Le héros de ce livre autobiographique présenté sous la forme d’une lettre écrite par le fils à sa mère, propose un parcours erratique entre le pays perdu, le Vietnam, la guerre effroyable qui l’a anéanti et l’exil américain qui va ruiner toute perspective d’espoir d’une vie meilleure. Little Dog est né à la fin des années 80 à Hô-Chi-Minh Ville, ancienne Saïgon, d’une mère métissée et d’une père peint en ombre chinoise, absent et évanescent. Rose sa mère est elle-même issue d’une relation improbable, celle de Lan, une paysanne qui a fui son village et sa famille pour échapper au joug d’un mari imposé, et de Paul, un GI américain aussi brave que primaire, relation improbable au point que Paul révèle un jour à son petit-fils qu’il n’a fait qu’endosser les œuvres d’un tiers, un autre GI, client de Lan qui survivait grâce à la prostitution.

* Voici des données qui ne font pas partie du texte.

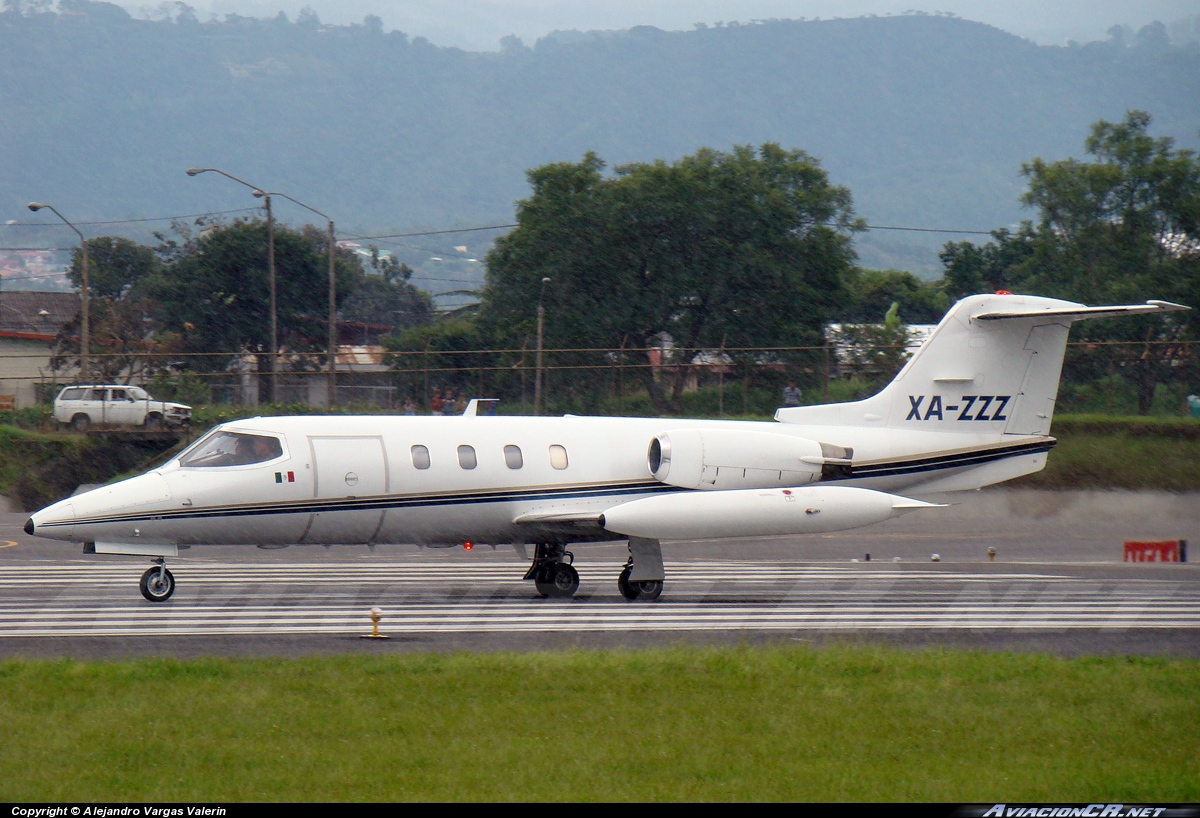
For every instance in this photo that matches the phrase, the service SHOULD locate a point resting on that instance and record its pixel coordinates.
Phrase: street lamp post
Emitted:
(537, 377)
(331, 353)
(84, 328)
(270, 268)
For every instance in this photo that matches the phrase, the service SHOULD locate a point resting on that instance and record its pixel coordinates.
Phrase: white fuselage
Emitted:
(355, 479)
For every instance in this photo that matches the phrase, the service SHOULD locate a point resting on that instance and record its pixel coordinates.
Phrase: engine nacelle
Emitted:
(732, 458)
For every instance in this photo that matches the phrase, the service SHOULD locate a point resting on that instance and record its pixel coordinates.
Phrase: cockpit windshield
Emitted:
(233, 449)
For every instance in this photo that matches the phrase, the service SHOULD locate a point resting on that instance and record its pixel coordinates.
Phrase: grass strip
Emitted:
(739, 723)
(1117, 459)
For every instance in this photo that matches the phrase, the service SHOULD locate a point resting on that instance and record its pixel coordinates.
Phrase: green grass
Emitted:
(777, 723)
(1133, 453)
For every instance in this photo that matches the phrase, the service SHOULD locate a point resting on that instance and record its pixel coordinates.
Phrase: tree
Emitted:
(215, 292)
(874, 292)
(387, 298)
(972, 269)
(747, 248)
(121, 276)
(1120, 229)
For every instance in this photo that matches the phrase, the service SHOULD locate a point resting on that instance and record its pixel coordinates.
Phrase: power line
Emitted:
(432, 233)
(132, 221)
(927, 229)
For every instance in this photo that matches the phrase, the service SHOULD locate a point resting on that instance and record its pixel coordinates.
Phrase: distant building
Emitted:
(29, 324)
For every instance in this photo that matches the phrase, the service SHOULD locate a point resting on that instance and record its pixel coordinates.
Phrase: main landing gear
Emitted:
(157, 583)
(552, 572)
(641, 578)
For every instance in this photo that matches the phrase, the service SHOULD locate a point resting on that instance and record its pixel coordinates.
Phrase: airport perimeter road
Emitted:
(1065, 591)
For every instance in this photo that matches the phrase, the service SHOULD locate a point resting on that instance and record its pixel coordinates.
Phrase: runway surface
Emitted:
(1057, 587)
(427, 597)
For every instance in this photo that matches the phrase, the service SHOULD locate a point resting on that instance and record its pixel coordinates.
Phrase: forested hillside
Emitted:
(925, 119)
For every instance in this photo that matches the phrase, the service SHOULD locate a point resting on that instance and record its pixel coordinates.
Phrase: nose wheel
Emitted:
(157, 583)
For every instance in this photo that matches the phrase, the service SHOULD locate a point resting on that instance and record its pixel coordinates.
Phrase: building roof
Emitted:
(40, 316)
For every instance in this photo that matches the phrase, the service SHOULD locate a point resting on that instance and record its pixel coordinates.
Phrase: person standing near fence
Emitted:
(792, 395)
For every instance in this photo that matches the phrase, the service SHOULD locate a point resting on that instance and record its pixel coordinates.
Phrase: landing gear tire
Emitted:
(558, 581)
(639, 591)
(157, 584)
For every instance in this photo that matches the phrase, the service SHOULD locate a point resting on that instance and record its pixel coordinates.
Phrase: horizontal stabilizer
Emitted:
(1078, 313)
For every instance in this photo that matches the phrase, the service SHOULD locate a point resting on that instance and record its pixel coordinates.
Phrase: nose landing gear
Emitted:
(157, 583)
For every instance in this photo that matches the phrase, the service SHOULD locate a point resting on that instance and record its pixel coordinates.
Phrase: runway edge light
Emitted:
(376, 615)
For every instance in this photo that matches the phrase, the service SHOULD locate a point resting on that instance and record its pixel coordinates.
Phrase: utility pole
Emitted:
(537, 378)
(270, 268)
(84, 326)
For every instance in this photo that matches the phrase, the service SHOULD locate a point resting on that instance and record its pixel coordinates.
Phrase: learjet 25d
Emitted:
(970, 409)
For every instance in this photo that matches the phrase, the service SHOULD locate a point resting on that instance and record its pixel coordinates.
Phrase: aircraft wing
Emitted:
(558, 517)
(1077, 313)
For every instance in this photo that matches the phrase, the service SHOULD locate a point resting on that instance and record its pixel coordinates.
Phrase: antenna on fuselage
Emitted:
(473, 406)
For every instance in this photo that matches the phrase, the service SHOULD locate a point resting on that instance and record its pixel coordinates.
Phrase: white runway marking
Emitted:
(427, 597)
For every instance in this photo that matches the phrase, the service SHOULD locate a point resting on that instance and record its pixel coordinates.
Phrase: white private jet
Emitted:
(970, 409)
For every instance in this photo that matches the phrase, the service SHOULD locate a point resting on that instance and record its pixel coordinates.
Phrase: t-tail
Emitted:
(991, 366)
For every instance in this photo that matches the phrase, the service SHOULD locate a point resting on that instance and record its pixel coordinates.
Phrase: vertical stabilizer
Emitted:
(991, 366)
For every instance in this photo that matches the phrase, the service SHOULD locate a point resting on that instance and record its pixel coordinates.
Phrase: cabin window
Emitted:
(233, 449)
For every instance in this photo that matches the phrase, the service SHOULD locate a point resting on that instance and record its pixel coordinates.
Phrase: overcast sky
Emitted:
(479, 24)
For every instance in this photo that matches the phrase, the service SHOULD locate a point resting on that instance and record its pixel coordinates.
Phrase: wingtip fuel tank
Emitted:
(755, 512)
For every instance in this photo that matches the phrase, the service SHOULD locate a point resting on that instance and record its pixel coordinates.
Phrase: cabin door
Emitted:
(351, 477)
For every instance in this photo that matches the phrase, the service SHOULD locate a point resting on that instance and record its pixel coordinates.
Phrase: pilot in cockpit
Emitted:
(255, 449)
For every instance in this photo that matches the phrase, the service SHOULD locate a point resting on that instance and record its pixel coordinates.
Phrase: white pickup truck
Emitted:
(115, 404)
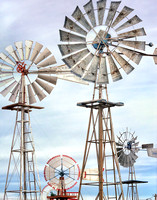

L’aéropage ainsi composé de Lan, la grand-mère schizophrène dont l’âme, l’esprit et le corps détruits par les bombes et le napalm sont restés au bord du Mékong, de Rose sa fille, analphabète et ignorante de la langue de son pays de substitution et de Paul qui va vite les abandonner pour retourner dans sa Virginie natale, n’aura qu’un seul héritier, Little Dog, blanc et jaune, paria dans une société américaine brutale et raciste, lui-même soumis à son tour à toutes les servitudes, physiques et morales, ainsi celle de Trevor, un jeune américain consumé par la drogue qui l’initiera au plaisir et à la soumission qu’il implique.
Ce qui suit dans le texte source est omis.